A LETTER FROM CAPT. MARTIN
At Martin's Station in Powell's Valley
Friday the 30th day of April 1776 ANNO
I am writing this letter in haste, for at this very instant a large party of Shawnees have been spied crossing the Cumberland River. Mr. Redd has assured me that they are intent upon war for they are painted, which is their custom. To worsen matters I have been inform'd that Dragging Canoe spoke against the treaty made by mr. Henderson, and has returned to the Upper Cherokee towns and is gathering his young warriors. It is my suspicion that both parties may twine together and fall upon us in a fortnight.

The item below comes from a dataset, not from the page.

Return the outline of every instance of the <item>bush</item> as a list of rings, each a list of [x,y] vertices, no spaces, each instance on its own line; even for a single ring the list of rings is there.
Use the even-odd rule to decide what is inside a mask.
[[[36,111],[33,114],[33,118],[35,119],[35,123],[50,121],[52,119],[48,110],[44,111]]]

I have called in every scout with exception of three, which I have dispatched to the North, west, and south of this valley. I now have thirty six men at this place, all with rifles and lead, however powder is short, and I do not know how long it will hold. Capt. Boone is in Kintuckee with a party of thirty good men, and I pray he will return here in short manner for he will be greatly needed if a battle ensues.
The fort is now strong and will hold any attack that may come. our provisions are well, as we have plenty of buffalo meat, and the men have begun to move the cattle and horses near the fort. The women and children are making bullits and collecting bandages, which I pray will not be a necessity.
I have sent dispatch to Col. Preston and have asked him to send men from the Holston to ride to our aid, and pray that upon his request you grant him permission to do so. We must hold this valley at once, for to turn now would cause panic throughout the Clinch and Holston settlements, and I fear we would lose all we have suffered for.